Cavalgamos na praia após andar puxando os cavalos por dias dentro da mata em carreiros, os cachorros em urros e latidos, tão impressionados quanto eu. Mais a frente eu vejo fumaças, umas casas e quatro moças sentadas embaixo de uma corticeira florida, quando uma percebe grita lá de dentro do mar, eu abobado com tanta beleza falei ao pescador: --Olha!! Uma Sereia!!  Ele disse: -Tá burro? Aquela é minha Irmã. Eu falei:- Foi mal, estou encantado.

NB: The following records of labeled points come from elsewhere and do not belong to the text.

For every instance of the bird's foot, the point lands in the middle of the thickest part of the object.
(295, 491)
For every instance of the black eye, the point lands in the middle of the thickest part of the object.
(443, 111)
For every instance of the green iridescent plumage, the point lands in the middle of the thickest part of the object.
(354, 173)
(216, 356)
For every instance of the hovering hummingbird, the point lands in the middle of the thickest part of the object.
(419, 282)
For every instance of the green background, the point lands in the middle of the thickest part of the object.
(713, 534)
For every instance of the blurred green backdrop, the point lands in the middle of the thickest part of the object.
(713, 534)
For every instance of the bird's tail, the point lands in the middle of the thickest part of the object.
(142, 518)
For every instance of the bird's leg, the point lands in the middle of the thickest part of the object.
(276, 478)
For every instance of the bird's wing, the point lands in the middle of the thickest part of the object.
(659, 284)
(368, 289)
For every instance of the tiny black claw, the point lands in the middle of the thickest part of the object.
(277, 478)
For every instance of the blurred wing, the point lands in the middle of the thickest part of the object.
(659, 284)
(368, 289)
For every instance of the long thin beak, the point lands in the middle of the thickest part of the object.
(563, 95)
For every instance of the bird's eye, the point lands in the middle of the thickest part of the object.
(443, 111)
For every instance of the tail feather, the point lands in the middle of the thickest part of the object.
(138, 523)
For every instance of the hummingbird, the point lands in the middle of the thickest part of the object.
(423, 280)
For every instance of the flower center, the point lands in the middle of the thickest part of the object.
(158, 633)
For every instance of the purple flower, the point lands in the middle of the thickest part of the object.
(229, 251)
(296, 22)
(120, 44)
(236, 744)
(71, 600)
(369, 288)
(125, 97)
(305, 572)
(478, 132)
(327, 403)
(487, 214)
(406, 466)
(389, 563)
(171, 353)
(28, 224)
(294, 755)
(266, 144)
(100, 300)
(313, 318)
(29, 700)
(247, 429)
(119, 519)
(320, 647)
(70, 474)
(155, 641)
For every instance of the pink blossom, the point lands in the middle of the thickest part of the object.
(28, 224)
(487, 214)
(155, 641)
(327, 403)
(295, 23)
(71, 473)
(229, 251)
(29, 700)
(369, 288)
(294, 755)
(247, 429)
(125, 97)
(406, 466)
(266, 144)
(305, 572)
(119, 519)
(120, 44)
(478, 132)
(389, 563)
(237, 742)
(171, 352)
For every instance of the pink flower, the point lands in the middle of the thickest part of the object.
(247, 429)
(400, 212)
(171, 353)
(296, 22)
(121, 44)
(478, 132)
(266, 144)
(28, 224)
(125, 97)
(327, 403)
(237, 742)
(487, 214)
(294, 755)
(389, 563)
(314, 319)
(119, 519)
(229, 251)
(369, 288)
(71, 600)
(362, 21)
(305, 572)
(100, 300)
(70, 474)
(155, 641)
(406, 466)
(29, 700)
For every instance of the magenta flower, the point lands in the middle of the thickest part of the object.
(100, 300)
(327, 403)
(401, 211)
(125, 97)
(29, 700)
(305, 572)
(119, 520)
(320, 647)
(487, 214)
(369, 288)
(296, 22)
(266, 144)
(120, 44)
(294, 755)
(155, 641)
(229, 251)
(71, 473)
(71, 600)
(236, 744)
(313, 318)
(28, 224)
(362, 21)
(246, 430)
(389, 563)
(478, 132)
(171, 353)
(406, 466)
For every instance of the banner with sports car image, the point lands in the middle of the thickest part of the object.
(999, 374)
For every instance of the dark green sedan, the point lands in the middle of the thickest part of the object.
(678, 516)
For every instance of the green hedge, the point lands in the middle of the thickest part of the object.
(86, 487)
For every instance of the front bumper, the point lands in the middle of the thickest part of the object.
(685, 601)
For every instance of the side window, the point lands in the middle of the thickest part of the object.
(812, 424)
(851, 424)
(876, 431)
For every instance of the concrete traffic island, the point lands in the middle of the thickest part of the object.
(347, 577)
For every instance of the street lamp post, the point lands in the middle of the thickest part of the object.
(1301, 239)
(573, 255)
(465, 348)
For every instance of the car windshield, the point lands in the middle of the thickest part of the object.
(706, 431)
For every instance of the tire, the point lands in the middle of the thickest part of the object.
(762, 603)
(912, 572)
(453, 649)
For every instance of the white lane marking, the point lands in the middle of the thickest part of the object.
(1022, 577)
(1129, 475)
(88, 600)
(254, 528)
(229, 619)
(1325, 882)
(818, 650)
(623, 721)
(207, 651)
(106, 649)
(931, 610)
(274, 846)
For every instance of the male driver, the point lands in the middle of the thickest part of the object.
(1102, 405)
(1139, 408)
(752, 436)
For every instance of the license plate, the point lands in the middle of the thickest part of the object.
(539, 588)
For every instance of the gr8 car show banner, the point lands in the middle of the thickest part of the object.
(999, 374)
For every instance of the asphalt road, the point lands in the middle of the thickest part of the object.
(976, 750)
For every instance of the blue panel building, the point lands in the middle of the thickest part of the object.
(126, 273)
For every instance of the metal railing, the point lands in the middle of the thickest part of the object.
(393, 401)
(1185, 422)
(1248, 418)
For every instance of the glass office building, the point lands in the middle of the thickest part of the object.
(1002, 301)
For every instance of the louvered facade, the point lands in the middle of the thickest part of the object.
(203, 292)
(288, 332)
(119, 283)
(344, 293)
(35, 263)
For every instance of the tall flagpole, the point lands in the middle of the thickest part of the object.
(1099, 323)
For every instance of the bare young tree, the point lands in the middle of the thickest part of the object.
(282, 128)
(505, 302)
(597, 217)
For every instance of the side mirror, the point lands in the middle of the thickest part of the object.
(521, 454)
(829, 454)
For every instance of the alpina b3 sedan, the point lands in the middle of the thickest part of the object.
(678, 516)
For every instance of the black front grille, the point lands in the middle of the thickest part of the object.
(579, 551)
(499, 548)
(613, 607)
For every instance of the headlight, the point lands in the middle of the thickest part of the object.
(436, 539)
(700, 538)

O pescador diz: - Tá bom! Sei... -Vamos pra casa pra tu ver o tamanho do protetor dela lá em casa.

Chegamos lá, eu jacu, na minha, quieto, com vergonha que nem consegui responder um simples bom dia. Ao contrário de mim, era a Sardentinha de cabelos de fogo, olho cor de mel, a mais bela cena que eu já havia visto que falava por nós dois. A mãe e pai do pescador me receberam muito bem, contei de minha historia, que estava largado no mundo e toda tristeza e simplicidade de vida. A tagarela Sardentinha não dizia uma palavra, só me olhava, eu tinha cara de brabo, de poucas palavras.
Passaram os dias, comi animais e peixes vindos do mar que nem sabia que existia,  ali eu senti o que era ser um Caiçara mais de perto, mas nessa vila em especial, tinha uma caravela e assim seguiram ao estremo Sul caçar uma baleia. A Sardentinha iria cuidar do baio e dos cães.
Apaixonei-me perdidamente, achava que seria impossível viver, se nunca havia sentido meu coração bater tão forte, minha mente não parava de desejar o mar, a vontade de ficar pra sempre na caravela. Nos momentos onde eu dava uma viajada nas ideias, me vinha a imagem da Sardentinha, mas eu sou do respeito, jamais a olharei de outro jeito, nem sei se seria capaz de atrair uma mulher se até virgem sou, nem beijar sei.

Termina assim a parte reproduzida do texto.